Over the coming decade, larger and larger imaging surveys will map out ever wider and deeper regions of the Universe. This means we should be able to find more gravitational lenses, but it also means that we will have increasing amounts of data to inspect in order to find them. As a result, we would like to automate the process of finding gravitational lens systems from these vast treasure troves of data. However, as you know, discovering gravitational lens systems requires some skill, and the lens candidates need to satisfy a varied set of criteria before they can be tagged as promising lens systems. Our brains are more suited to carry out such tasks than are simple computer algorithms, so it makes sense for humans to look at the candidates that the robots flag as interesting. However, so far, astronomers have had difficulties in building robots that are capable of finding all the different kinds of lens systems that are potentially interesting. This is partly because we have not yet discovered very many lenses, nor exhaustively cataloged all the things that look like lenses but are not lenses in reality. To understand how to make the robots work better, we need to jump in to the data alongside them!

Our first project in the Lens Zoo is going to be a slightly unusual one, in that it’s focus will be on beating a lens finding robot, rather than checking through its outputs. We are going to use the optical and infrared data from the Canada-France-Hawaii Telescope Legacy Survey (CFHTLS) for this project. With the help of computer algorithms called “ArcFinder” and “RingFinder”, we have found a sample of lens candidates from the CFHTLS – but we know that these algorithms don’t do a very complete job. Opportunity knocks!  We would like the citizen scientists of the Lens Zoo to help us search the images of the CFHTLS to discover a variety of lenses which were missed by our robots.
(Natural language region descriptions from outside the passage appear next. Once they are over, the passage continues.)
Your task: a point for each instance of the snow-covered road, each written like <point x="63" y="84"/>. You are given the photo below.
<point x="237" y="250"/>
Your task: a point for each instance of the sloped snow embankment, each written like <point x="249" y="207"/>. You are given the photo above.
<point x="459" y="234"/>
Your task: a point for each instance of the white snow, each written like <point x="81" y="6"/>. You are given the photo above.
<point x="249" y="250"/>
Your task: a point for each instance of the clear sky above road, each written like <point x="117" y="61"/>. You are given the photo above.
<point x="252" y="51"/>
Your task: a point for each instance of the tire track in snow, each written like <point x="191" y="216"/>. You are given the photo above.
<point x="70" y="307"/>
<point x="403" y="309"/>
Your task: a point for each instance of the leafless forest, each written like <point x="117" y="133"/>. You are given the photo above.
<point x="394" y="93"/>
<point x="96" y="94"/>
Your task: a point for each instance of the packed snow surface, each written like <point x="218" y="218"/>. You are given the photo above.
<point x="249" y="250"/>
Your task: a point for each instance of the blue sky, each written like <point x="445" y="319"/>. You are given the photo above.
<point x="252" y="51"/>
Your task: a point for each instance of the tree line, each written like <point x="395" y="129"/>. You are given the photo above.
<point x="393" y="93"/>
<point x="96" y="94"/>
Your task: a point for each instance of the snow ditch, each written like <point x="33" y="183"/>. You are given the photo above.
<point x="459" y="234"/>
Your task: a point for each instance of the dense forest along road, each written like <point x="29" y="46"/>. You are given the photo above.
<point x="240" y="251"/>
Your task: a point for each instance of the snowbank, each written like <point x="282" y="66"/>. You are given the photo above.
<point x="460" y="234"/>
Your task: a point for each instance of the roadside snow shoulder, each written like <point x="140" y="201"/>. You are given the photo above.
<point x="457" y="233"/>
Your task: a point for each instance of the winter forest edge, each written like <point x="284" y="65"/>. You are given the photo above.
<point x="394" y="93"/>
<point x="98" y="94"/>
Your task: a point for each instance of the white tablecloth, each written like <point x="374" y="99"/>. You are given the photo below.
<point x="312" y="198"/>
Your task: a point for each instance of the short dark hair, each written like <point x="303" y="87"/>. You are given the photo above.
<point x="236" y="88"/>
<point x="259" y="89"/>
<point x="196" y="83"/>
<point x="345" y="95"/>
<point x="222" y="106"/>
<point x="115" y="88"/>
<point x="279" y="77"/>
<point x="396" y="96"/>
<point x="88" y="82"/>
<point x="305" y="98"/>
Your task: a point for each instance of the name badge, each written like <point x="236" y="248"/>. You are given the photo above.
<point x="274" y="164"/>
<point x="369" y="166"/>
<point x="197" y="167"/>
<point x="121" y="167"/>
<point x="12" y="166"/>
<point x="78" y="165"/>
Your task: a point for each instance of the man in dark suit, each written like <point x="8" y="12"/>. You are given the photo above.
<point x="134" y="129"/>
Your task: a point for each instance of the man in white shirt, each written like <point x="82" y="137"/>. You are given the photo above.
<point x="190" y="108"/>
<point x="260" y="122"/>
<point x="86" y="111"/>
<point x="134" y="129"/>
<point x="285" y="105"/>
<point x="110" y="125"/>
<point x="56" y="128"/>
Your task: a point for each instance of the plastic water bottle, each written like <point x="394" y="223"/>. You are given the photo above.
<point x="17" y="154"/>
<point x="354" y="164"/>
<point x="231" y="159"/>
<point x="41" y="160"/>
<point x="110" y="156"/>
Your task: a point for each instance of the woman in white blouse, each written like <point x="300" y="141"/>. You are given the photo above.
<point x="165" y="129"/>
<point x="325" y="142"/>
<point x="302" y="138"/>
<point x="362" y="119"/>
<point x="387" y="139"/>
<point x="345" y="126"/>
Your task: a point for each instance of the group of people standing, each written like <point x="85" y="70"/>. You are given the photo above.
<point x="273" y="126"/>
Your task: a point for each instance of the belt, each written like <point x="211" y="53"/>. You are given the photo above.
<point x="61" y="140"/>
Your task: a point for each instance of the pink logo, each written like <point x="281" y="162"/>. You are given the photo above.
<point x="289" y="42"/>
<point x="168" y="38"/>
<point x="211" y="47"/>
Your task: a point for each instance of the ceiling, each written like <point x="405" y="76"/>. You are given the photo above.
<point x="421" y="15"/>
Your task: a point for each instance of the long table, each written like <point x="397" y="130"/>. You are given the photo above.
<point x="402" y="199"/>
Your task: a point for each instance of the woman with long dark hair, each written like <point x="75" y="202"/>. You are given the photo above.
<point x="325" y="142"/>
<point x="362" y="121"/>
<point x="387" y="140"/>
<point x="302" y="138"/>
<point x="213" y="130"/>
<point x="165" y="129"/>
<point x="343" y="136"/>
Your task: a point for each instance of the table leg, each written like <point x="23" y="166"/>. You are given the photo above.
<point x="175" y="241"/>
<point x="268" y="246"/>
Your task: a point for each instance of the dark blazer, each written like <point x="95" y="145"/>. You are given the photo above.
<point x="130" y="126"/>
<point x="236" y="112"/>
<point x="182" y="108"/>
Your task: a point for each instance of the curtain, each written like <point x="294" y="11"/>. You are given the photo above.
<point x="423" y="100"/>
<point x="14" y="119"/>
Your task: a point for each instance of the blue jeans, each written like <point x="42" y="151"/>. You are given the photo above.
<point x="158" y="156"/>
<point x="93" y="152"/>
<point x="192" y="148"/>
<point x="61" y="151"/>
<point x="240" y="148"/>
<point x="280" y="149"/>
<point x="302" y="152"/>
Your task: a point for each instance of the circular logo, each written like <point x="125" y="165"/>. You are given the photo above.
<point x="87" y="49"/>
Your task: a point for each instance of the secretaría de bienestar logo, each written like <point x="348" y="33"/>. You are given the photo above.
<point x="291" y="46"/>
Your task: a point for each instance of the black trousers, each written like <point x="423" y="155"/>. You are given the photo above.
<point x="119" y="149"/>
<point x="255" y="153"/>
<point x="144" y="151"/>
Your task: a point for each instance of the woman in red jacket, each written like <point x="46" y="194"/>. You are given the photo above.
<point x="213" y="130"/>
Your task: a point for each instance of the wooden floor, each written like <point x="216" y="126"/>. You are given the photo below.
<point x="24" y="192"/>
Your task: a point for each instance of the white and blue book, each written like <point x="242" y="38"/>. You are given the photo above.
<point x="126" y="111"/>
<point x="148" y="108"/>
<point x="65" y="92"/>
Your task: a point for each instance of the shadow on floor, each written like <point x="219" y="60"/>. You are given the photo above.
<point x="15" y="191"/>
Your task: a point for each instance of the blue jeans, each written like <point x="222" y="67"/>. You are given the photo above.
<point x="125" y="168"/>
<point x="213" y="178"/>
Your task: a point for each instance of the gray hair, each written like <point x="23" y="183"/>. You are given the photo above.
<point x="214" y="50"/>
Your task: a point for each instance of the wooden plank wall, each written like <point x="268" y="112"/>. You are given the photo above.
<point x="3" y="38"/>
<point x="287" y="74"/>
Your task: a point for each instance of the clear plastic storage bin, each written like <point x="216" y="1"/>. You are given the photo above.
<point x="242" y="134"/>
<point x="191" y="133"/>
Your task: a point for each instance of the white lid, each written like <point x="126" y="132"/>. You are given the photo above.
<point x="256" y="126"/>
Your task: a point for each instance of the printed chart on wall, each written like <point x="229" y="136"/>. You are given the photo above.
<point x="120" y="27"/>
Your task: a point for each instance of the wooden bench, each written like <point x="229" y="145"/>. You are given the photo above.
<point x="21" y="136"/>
The CFHTLS spans an area of about 170 square degrees of sky. It’s images are both higher resolution than those of the SDSS, with median seeing in the i’ band of around 0.7 arcsec, and deeper (i’ < 24.5 magnitudes) – which means that more gravitational lenses should be visible per square degree. The picture on the left shows a lens from CFHTLS that the ArcFinder did spot, a small galaxy group that is lensing a background star-forming blue galaxy. On the right is the SDSS image of this system, to show you the difference in image quality.

     

 

 

 

 

 

 

We have two goals for this project. First, we want to find all the gravitational lenses that the aforementioned algorithms missed – perhaps because the sources are quasars, or distant red galaxies, or because the lenses are complex, or confusing. Second, we want to catalog all the objects that look like lenses, but are not: these “false positives” will make an important training set for us to test our improved robots on.  This will be the first time that this survey’s images will have been exhaustively inspected – so there are bound to be some surprises!